Still, the guy (my student, not the psycho) — well, actually, both I suppose, in their own ways — ended up bumping into the question “what is the value of life?” (albeit, with very different answers). To be fair, my guy did an exceptional job of making the connection work (as opposed to the psycho kid, who did such a bang-up job of making the disconnection work).

But, you’ve caught me being flip when, in fact, I wish to project an entirely different emotional coloring. Like my student I’d prefer to be serious. But unlike my student — who adopted a psycho-medical viewpoint — I will offer a sociological stance. Instead of appealing (as my student did) to my contemporaries to respect the sanctity of life — which is, nonetheless, vital — I want to ask others to view our world in the aggregate; to consider it from a macro perspective. Doing so, I say, it is not enough to optimistically spout: “oh, what a shame that the family didn’t want the child, but at least they had a hospital drop box available to them.” I have to argue that it is insufficient to conclude in exasperation: “ah, a(nother) Japanese politician was dirty, got caught with his hand in our pants, and decided to treat himself to the high-visibility, ‘heroic’, ‘honorable’ send-off.”

Nope. I am going to have to go down a different evaluative road; say that it is necessary to look at the causes behind these acts. Let me ask: what is happening inside the socety that leads humans down these behavioral (and im/moral) paths.

Only then can we begin to mend and correct our society.


Unless, of course, I have it wrong. (As is so often true and, therefore, ought not to come as a major surprise to you).

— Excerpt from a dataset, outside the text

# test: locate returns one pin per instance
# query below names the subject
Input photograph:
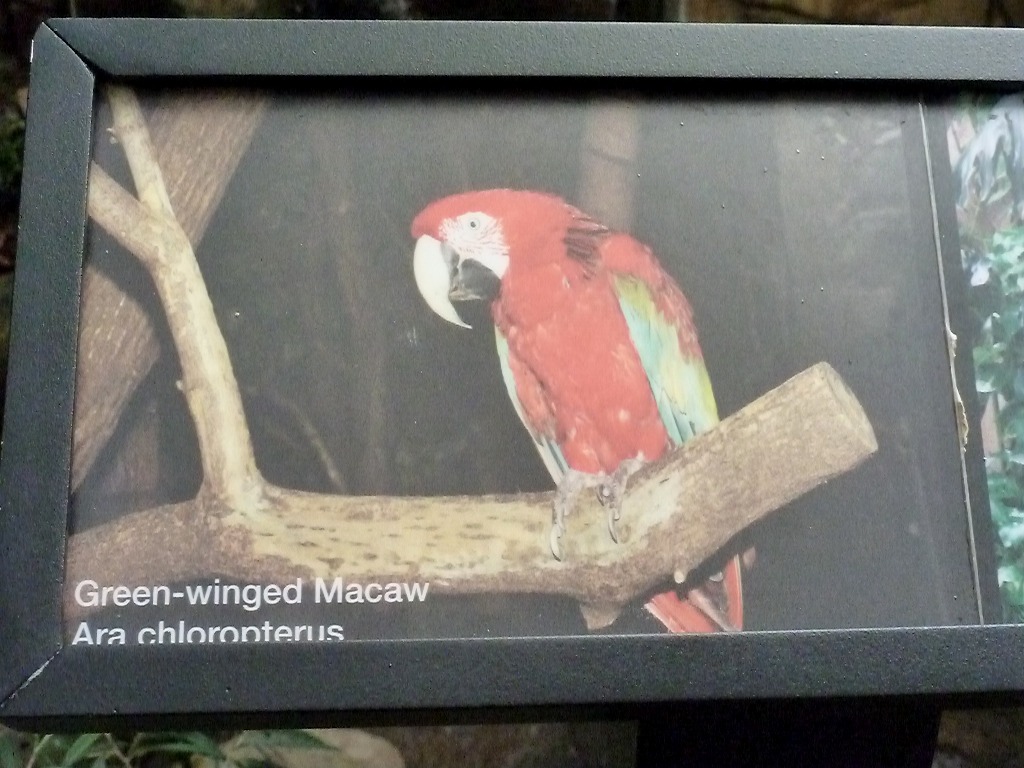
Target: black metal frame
(43, 682)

Prompting me to do another thing that ought not to surprise you: take the other side. And say: what if the baby drop really isn’t about any child left behind? What if it is living proof that all life is sacred and that any creative measure will be taken to nurture, support, retrieve, and save every member of our human community? Under such circumstances, then there is nothing but sunshine on the horizon. This is a community pulling together; a society that will ensure that it comes through as one, resolute and strong.

Oh, such a wonderful, forgiving, nurturing world that envelops us!

You think? Well, in this great big world of ours, as Jonny Lang says, anything is possible.

And even if it’s not, as Monty Python was wont to say, it is always best to look on the bright side of life.